Bug 160291 - [ARM] REGRESSION(r203786): jit.m_assembler.buffer().codeSize() <= static_cast<size_t>(m_inlineSize)
Summary: [ARM] REGRESSION(r203786): jit.m_assembler.buffer().codeSize() <= static_cast...
Status: NEW
Alias: None
Product: WebKit
Classification: Unclassified
Component: JavaScriptCore (show other bugs)
Version: Other
Hardware: Unspecified Unspecified
: P1 Critical
Assignee: Nobody
Depends on:
Blocks: 108645 160110
  Show dependency treegraph
Reported: 2016-07-28 04:57 PDT by Csaba Osztrogonác
Modified: 2016-07-31 14:09 PDT (History)
3 users (show)

See Also:


Note You need to log in before you can comment on or make changes to this bug.
Description Csaba Osztrogonác 2016-07-28 04:57:35 PDT
https://trac.webkit.org/changeset/203786 changed the IC code and made zillion tests assert/crash again. :(
Before r203786, almost all tests passed with the patch in https://bugs.webkit.org/show_bug.cgi?id=159720 .
But after r203786 I got the following assert:

ASSERTION FAILED: jit.m_assembler.buffer().codeSize() <= static_cast<size_t>(m_inlineSize)
../../Source/JavaScriptCore/jit/JITMathIC.h(135) : JSC::JITMathIC<Generator>::generateOutOfLine(JSC::VM&, JSC::CodeBlock*, JSC::FunctionPtr)::<lambda()> [with GeneratorType = JSC::JITAddGenerator]
1   0xb64318e0 WTFCrash
2   0xb5f3efb8 JSC::JITMathIC<JSC::JITAddGenerator>::generateOutOfLine(JSC::VM&, JSC::CodeBlock*, JSC::FunctionPtr)::{lambda()#1}::operator()() const
3   0xb5f3f438 JSC::JITMathIC<JSC::JITAddGenerator>::generateOutOfLine(JSC::VM&, JSC::CodeBlock*, JSC::FunctionPtr)
4   0xb5f35d1c
Segmentation fault

jit.m_assembler.buffer().codeSize() = 12
static_cast<size_t>(m_inlineSize) = 4

Could you give me some hint what changed here? 
Why isn't there enough space to use ldr + b + immediate (12 bytes) for jump?

Could you share me how long will you work refactoring this IC thing?
I won't have time to fix new and new regressions every day.
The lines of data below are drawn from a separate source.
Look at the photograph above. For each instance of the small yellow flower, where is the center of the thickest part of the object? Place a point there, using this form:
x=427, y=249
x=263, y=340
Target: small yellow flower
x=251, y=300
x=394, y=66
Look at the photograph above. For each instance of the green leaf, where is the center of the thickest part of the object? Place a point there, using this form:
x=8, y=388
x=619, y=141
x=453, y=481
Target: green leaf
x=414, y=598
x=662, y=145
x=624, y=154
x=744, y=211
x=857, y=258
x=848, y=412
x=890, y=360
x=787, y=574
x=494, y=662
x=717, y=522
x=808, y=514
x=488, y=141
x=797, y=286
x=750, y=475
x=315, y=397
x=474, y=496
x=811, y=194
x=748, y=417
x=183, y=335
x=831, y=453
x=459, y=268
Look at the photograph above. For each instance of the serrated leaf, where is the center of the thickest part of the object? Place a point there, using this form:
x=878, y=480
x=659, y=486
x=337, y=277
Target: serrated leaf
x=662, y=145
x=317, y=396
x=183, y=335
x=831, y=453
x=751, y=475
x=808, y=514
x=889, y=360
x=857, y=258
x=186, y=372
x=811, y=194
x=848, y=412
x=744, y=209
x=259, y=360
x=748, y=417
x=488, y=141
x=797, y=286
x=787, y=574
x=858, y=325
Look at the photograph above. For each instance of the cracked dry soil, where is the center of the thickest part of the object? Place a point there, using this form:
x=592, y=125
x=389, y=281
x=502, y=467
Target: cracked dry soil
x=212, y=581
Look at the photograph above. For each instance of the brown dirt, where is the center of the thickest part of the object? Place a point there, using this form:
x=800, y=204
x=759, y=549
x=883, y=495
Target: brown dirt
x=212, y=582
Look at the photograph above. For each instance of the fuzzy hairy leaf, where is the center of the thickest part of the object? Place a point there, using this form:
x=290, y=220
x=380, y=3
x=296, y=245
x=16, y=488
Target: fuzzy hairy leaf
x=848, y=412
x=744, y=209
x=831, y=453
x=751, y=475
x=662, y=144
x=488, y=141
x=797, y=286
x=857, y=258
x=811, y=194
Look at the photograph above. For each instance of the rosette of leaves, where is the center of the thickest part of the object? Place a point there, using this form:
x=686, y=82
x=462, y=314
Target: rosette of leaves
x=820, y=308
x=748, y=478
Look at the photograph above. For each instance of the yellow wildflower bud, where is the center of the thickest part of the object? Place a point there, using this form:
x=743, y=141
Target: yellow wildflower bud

Maybe I 
simply let ARMAssembler completely broken until you finish this 
development, and then try to debug all regression. Maybe let it
broken forever, who knows.
Comment 1 Saam Barati 2016-07-31 14:09:10 PDT
I think this is covered by your other work arounds. Do you agree?
I think this all comes down to the arm assembler predictably patching
over code with similar code of the same size. I'm not sure what's
involved in the constant pool flushing work to make this all work.
It's possible for now, as I commented in your other bug, to have
traditional arm assembler just fall back to old Math behavior for add/mul/etc.